How brand clarity strengthens culture, recruitment and retention.
The care sector faces unprecedented challenges: high staff turnover, spiralling agency costs, workforce shortages, and increasing scrutiny from regulators and the public. While most responses focus on pay, process, and compliance, one critical factor is often overlooked: brand.
Why brand matters more than ever in care
Care is a people-first business. Your staff are your brand.
But sector data consistently shows:
- Turnover rates in social care remain among the highest of any UK sector
- Agency reliance is increasing costs and reducing the continuity of care
- Recruitment advertising is expensive and rarely solves the root problem.
When staff lack a meaningful connection to an organisation’s purpose or identity, engagement drops.
That disengagement leads to:
- Higher staff churn rates, requiring more agency cover thereby increasing costs
- Lower morale leading to poorer service quality and greater risks around compliance
- Inconsistent messaging leading to brand erosion among stakeholders.
The link between brand, culture and retention
Our research and client experiences confirm that there is a direct correlation between a strong, clear brand and a more resilient and enduring workforce. That’s because:
- Organisations with a clear brand see stronger cultural alignment
- Staff who understand and believe in an organisation’s values are more likely to stay, reducing agency dependency
- A consistent brand message simplifies recruitment – candidates know what you stand for and are attracted by that certainty.
Brand is not an HR or marketing silo. It’s a strategic enabler for workforce resilience.
Common barriers in care organisations
Most care providers face similar brand-related issues. The most significant are:
- Growth and diversification, often leading to a fragmented identity across sites and services
- Leadership turnover diluting the organisation’s narrative
- Outdated branding which doesn’t reflect the organisation’s quality or values
- An inward focus which undermines the importance of external perceptions particularly amongst families, funders and regulators.
These barriers weaken staff cohesion and external credibility.
Case Study: Supported living provider
A regional home-based care provider, despite delivering highly personalised care, lacked brand clarity. Staff, trustees, funders, and families held inconsistent and weak perceptions of the organisation’s purpose and culture. Its lack of salience was reinforced by its outdated and confusing visual identity.
Our first task was to conduct stakeholder research across the whole range of internal and external audiences. This research allowed us to gain a deep understanding of how the organisation operated, focusing specifically on its strengths and weaknesses, both absolute and relative.
Our findings were instrumental in the preparation of a draft brand strategy, which was used as the foundation for the brand development workshop. This was run amongst the core client team, honing the thinking and ensuring that everyone was fully supportive of the new brand strategy and resulting communications brief.

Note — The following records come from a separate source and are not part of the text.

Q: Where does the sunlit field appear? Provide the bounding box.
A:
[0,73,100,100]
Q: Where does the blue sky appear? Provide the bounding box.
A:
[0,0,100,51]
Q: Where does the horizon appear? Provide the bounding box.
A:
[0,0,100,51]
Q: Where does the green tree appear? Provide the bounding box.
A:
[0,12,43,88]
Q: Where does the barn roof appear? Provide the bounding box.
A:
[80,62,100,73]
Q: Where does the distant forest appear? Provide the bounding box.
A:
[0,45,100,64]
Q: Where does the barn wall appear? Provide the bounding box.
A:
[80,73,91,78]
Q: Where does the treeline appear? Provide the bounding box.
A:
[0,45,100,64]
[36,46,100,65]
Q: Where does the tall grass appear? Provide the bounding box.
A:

The brief led to a new visual identity, strapline and set of key messages.
The identity was strikingly contemporary, anchored in a butterfly mark communicating the transformative role the organisation plays in improving the lives of the people it supports and bringing them joy. The new strapline, “Live your best life” reinforces this positive approach.

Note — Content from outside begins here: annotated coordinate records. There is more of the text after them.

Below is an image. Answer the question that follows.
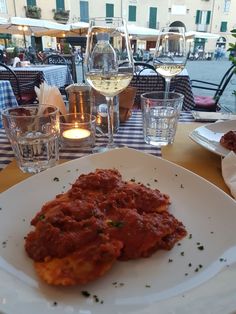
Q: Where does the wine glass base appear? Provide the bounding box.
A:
[92,144,127,154]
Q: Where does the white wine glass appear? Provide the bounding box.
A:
[84,17,133,152]
[153,26,187,96]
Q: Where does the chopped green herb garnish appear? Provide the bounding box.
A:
[108,220,124,228]
[81,290,90,298]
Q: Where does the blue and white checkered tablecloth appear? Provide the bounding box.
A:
[0,81,18,128]
[0,110,194,170]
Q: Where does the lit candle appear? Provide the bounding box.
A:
[62,128,90,140]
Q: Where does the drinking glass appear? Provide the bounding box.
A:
[2,105,60,173]
[84,17,133,152]
[153,26,187,97]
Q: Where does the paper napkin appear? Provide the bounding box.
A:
[221,151,236,199]
[34,82,67,115]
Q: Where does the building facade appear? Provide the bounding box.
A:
[0,0,236,50]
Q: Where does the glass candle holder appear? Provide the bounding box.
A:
[60,113,96,148]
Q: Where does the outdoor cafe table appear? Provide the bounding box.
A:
[0,64,73,93]
[0,110,230,194]
[130,69,195,111]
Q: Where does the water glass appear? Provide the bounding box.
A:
[2,105,60,173]
[141,92,184,146]
[60,113,96,148]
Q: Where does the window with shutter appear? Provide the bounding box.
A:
[195,10,202,24]
[220,22,227,32]
[129,5,136,22]
[56,0,65,10]
[0,0,7,13]
[80,1,89,22]
[106,3,114,17]
[224,0,230,12]
[149,7,157,29]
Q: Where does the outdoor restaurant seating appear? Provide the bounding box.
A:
[191,65,236,111]
[0,63,36,105]
[127,62,195,111]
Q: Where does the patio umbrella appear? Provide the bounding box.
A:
[185,31,220,39]
[0,17,68,48]
[35,22,89,37]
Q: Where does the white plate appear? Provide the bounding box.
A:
[191,110,236,122]
[0,148,236,314]
[189,120,236,157]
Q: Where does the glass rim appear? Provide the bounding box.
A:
[141,91,184,101]
[1,104,60,119]
[60,112,96,126]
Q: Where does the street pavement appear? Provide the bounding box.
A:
[77,58,236,113]
[186,59,236,113]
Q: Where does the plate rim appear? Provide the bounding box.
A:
[188,120,236,157]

New marketing materials including a new website were created to ensure that the brand communicated clearly and consistently.
The project had a powerful impact, resulting in increased internal pride and cohesion and greater external recognition.
As the CEO put it:
“The rebrand has brought our team together, instilled pride, and helped us get noticed. We are now on a much surer financial footing”
Case Study: Care home provider
Another case study worth looking at is a care home provider we recently worked with. They operate some 60 sites attended by over 1,800 staff, so it perhaps wasn’t surprising that the organisation appeared highly disunited and culturally fragmentated.
From our initial perception study, it quickly became clear that staff felt disconnected from the brand and the different teams were operating in silos. So, we worked with the organisation to reinvigorate their brand identity – refining their vision, mission, values and proposition so that it was firmly rooted in the reality of the organisation yet sufficiently aspirational to engage staff.
The brand definition was used to create a winning new identity and appropriate marketing materials and our brand identity system and communications toolkit made it easy for all the different sites to adhere to the new brand both visually and in spirit.
We embedded the brand internally through a launch strategy led by internal champions and featuring both workshops and communications initiatives. The result was a renewed sense of pride and unity in the organisation and a deeper sense of team across the 60 sites.
“Since launch, the efficacy of the new brand is evident in the renewed sense of pride and purpose throughout the organisation”
CEO
Practical steps for care leaders
If you are interested in using your brand to build cohesion amongst your team, here are some tips for starting on that journey:
- Audit your current brand reality
Do staff describe your organisation the same way that the leadership does?
Does your visual identity reflect your quality of care? - Engage staff early
Brand is co-created, not imposed. Listening drives engagement and enthusiasm - Align brand with operations
Your brand values should influence recruitment, training, behaviour and performance – not sit growing dusty on the shelf - Equip your teams
Create easy-to-use comms toolkits and ‘onboarding’ packs - Tell your story externally
Position brand strength as part of your recruitment advantage.